Some fonts seem to cause spacing problems or constantly require tracking just to look normal. For example, when using GillSans Light, it often appears that spaces are missing after a period. Or, some condensed versions of fonts often look too tight for comfortable reading. You can specify kern values for character pairs in specific fonts and you can adjust tracking tables in fonts using the Kern-Track Editor XTension provided with QuarkXPress. To experiment with these controls, choose Utilities > Tracking Edit or Utilities > Kerning Table Edit. In general, these controls are best left to experienced typographers.

Hanging punctuation outside margins

In high-end typography, punctuation often hangs outside the margins of the text, particularly in display type. When punctuation hangs outside the margin, the text actually looks more aligned than when it is really aligned (Figure 5). Hanging punctuation is a paragraph attribute you can choose from the Hanging Character Set menu in the Formats tab of the Paragraph Attributes dialog box (Style > Formats). Choose Hanging Punctuation or Punctuation Margin Alignment. You can also create your own sets of characters to hang outside margins (Edit > Hanging Characters).

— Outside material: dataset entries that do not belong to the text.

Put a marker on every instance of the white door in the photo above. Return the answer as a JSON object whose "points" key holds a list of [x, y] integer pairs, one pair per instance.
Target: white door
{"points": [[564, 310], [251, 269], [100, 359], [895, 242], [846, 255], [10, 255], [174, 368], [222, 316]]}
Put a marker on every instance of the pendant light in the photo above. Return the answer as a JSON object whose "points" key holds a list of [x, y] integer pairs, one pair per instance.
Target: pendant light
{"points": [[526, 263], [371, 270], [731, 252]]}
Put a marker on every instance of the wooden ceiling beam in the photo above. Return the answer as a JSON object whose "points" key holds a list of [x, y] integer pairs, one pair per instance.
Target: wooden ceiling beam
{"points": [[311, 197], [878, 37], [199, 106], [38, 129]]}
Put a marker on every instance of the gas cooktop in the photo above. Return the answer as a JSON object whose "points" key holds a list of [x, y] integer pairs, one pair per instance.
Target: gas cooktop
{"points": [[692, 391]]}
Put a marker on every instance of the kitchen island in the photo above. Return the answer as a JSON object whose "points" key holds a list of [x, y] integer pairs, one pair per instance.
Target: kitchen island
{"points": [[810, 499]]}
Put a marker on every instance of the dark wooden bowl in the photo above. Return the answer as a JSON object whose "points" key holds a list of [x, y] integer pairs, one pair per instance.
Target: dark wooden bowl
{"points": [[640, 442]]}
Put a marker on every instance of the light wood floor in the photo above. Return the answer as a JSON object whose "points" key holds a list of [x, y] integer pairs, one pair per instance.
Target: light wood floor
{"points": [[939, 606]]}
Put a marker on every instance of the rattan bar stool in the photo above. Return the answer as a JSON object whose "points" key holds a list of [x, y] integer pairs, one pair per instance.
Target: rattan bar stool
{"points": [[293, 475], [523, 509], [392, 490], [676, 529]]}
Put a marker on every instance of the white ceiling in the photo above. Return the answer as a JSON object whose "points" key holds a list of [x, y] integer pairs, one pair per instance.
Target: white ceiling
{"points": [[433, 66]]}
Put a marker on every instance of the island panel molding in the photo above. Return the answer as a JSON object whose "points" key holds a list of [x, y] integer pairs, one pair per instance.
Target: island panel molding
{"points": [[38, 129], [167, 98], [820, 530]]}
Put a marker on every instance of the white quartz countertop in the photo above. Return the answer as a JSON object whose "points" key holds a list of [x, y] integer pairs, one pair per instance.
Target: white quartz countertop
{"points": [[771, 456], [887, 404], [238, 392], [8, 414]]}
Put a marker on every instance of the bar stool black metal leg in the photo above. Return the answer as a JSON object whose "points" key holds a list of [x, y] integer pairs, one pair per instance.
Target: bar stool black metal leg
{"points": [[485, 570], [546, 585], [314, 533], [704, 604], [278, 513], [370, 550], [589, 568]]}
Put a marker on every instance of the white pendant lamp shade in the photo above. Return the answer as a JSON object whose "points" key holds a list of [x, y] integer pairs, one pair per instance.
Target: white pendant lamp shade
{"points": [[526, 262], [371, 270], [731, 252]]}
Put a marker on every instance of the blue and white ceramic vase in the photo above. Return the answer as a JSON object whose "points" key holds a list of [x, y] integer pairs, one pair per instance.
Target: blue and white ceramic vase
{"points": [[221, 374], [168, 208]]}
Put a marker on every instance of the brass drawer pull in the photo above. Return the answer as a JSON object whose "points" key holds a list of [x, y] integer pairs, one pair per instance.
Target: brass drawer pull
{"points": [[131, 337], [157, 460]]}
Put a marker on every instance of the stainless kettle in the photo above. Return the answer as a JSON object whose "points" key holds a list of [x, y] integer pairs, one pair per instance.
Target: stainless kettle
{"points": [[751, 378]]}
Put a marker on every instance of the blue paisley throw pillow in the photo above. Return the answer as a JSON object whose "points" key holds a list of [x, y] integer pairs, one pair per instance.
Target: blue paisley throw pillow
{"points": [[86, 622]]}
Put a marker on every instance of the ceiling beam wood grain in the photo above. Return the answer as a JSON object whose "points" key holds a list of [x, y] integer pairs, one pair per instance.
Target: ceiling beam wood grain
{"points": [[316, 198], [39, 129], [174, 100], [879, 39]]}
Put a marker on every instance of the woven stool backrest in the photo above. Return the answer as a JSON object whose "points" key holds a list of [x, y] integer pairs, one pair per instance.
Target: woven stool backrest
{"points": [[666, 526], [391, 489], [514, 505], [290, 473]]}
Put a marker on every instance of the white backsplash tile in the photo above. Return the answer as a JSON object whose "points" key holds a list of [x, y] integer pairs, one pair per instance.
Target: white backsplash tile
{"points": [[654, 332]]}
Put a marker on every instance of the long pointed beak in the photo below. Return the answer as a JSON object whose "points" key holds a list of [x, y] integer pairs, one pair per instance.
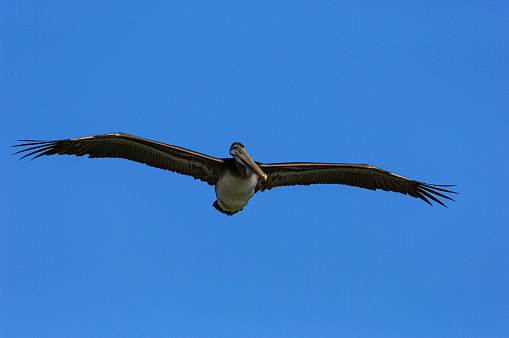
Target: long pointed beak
{"points": [[248, 161]]}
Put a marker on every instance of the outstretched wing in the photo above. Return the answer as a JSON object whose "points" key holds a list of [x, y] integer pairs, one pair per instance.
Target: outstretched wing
{"points": [[119, 145], [356, 175]]}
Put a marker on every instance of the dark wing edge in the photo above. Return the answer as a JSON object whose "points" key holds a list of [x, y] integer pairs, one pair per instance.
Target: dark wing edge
{"points": [[357, 175], [119, 145]]}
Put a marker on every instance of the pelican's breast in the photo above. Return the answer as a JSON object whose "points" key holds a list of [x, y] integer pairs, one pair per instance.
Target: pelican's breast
{"points": [[233, 192]]}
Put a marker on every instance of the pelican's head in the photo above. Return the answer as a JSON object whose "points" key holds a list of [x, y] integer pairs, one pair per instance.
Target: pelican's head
{"points": [[238, 151]]}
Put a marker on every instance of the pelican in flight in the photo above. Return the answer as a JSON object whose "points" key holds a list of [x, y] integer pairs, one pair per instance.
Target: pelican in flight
{"points": [[236, 179]]}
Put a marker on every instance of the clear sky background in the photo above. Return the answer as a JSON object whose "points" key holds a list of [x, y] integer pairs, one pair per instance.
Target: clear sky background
{"points": [[108, 247]]}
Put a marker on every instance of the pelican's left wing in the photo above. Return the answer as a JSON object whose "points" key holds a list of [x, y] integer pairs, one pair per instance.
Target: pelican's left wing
{"points": [[357, 175], [120, 145]]}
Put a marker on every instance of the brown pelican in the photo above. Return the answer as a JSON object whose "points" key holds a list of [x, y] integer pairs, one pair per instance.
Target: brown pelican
{"points": [[236, 179]]}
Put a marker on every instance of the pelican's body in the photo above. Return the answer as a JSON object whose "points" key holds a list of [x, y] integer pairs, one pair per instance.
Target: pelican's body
{"points": [[236, 179], [233, 190]]}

Figure 5. The quotation marks hang outside the margins of this text box because Hanging Punctuation is applied to the paragraph. As a result, the edges of the justified text look smooth.



Entering special spaces

QuarkXPress provides a variety of special space characters for carefully positioning and aligning text (Figure 6). For example, an en space is used after the word “Tip” (in the Tip headings) and a nonbreaking standard space is used before the arrow (>) character that indicates menu paths (for example, File > Open). To insert special spaces, choose Utilities > Insert Character > Special or Utilities > Insert Character > Special (nonbreaking). If you use one of these spaces often, memorize the keyboard shortcut shown in the submenu.

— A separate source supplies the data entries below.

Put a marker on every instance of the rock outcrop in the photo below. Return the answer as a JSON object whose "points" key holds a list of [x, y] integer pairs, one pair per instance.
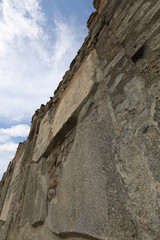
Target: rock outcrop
{"points": [[90, 168]]}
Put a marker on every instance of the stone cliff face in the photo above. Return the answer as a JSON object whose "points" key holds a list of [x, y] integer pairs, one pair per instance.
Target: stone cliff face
{"points": [[90, 168]]}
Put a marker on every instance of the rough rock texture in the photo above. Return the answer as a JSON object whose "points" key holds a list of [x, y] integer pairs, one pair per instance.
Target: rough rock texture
{"points": [[90, 168]]}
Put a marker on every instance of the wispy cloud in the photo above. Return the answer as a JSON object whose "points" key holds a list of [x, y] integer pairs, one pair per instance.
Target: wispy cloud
{"points": [[7, 143], [33, 60], [20, 130]]}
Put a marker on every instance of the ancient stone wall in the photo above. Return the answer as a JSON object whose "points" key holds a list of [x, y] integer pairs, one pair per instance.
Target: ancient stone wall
{"points": [[90, 168]]}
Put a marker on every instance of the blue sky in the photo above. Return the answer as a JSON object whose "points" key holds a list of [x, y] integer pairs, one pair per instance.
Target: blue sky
{"points": [[38, 41]]}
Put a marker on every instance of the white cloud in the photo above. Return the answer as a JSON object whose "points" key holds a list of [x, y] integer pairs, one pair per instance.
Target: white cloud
{"points": [[33, 60], [7, 145], [20, 130]]}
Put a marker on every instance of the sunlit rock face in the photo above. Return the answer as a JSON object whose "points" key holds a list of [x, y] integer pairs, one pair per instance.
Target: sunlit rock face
{"points": [[90, 168]]}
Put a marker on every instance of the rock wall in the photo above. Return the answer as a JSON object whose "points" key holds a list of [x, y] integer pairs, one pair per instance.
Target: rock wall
{"points": [[90, 168]]}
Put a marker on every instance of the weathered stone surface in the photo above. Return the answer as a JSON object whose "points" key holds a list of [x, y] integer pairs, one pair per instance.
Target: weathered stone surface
{"points": [[76, 92], [90, 167]]}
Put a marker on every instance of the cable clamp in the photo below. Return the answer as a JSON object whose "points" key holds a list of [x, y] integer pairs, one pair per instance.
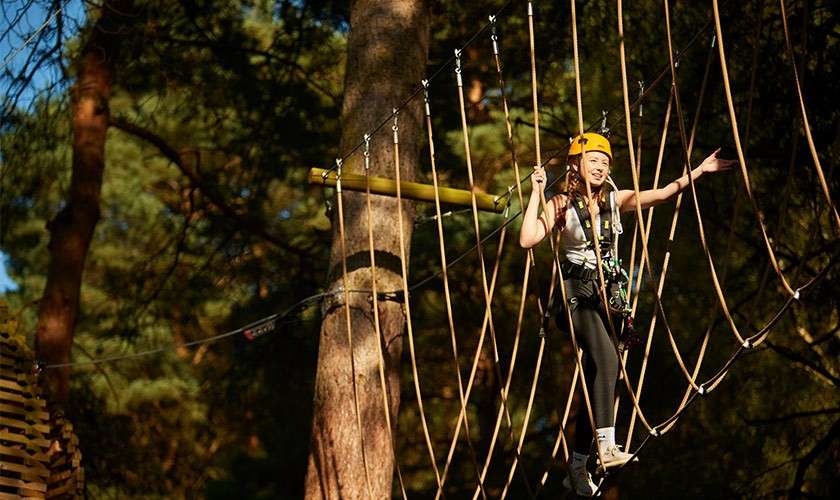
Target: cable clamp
{"points": [[366, 152], [458, 67], [395, 127], [493, 36], [259, 330], [604, 130], [425, 84], [338, 163], [641, 94], [332, 299]]}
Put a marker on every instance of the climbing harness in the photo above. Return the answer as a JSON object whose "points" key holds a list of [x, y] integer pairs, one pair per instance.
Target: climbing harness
{"points": [[615, 277]]}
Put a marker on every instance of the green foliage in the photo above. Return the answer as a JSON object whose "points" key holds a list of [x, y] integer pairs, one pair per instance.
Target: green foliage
{"points": [[249, 93]]}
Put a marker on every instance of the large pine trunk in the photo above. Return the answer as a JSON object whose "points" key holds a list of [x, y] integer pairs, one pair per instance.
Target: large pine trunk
{"points": [[72, 228], [386, 59]]}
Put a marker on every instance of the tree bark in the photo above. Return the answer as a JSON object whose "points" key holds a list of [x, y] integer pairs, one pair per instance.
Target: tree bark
{"points": [[386, 60], [72, 228]]}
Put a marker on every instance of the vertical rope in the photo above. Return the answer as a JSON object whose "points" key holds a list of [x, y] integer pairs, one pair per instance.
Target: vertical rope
{"points": [[346, 294], [742, 162], [515, 164], [375, 296], [700, 226], [409, 327], [447, 296], [477, 230], [805, 122]]}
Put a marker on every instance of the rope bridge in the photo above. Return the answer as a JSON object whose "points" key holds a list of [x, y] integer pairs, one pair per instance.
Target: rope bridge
{"points": [[640, 260]]}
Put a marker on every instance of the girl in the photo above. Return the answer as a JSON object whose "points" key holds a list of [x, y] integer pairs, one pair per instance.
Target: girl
{"points": [[578, 216]]}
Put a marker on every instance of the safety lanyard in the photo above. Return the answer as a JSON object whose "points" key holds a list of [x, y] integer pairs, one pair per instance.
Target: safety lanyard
{"points": [[585, 219]]}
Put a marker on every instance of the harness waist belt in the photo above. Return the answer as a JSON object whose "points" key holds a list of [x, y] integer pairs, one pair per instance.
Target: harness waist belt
{"points": [[577, 271]]}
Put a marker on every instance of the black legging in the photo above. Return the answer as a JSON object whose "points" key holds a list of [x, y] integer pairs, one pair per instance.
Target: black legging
{"points": [[600, 362]]}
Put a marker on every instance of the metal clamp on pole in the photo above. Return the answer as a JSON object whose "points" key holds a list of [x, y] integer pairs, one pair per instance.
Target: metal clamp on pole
{"points": [[494, 37], [396, 127], [458, 67], [425, 84]]}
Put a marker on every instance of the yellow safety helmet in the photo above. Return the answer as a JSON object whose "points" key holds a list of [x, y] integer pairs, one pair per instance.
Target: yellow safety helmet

Figure 6. In this example, an en space is used after the bullet for a consistent amount of space that is slightly wider than a standard space.


Tip: Inserting Hyphens, En Dashes, And Em Dashes

The Insert Character submenu of the Utilities menu also lets you insert hyphens, en dashes, and em dashes in both standard and nonbreaking varieties. You might use a nonbreaking hyphen to prevent a phone number from breaking at the end of a line. An en dash (–), which is usually half the width of a capital “N” in the active font, should be used as a minus sign and in number ranges. An em dash (—), the width of a capital “M,” is often used for dramatic effect within a sentence or used in pairs, like commas, to set off a clause. A sure sign of amateur typography is the use of hyphens rather than en dashes or em dashes.